The passage below was published over a year ago, but it has deeper meaning as we watch Obamacare force millions of patients out of their health coverage and/or away from their doctors.

It’s from a study by the Institute of Medicine — the masterminds who have spent well over a decade engineering the mess we now call Obamacare.  Last year they produced a study on cost-reduction that stated, in essence, the revolution in healthcare delivery would not go without pain.  The Summary Brief for “Best Care at Lower Cost” concluded with these words:

The entrenched challenges of the U.S. health care system demand a transformed approach. Left unchanged, health care will continue to underperform; cause unnecessary harm; and strain national, state, and family budgets. The actions required to reverse this trend will be notable, substantial, sometimes disruptive—and absolutely necessary.  [my emphasis]

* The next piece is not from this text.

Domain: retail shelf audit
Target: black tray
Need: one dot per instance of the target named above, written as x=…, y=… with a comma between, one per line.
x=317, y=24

Incidentally, if the cadence and tone of that last sentence sound a little like Donald Berwick, it is not surprising.  The report was issued by a committee chaired by Mark Smith, retiring president of California HealthCare Foundation (CHCF).  Under Smith’s leadership, CHCF has been funding Berwick’s Institute for Healthcare Improvement (IHI), and Smith was recently appointed to IHI’s board.

(While we’re on the subject, I’ll post here a listing of some of the other CHCF funding, which has included funding for POLST distribution, as well as over $300,000 to the radical (and pro-abort) activists at FamiliesUSA for a healthcare navigator program.)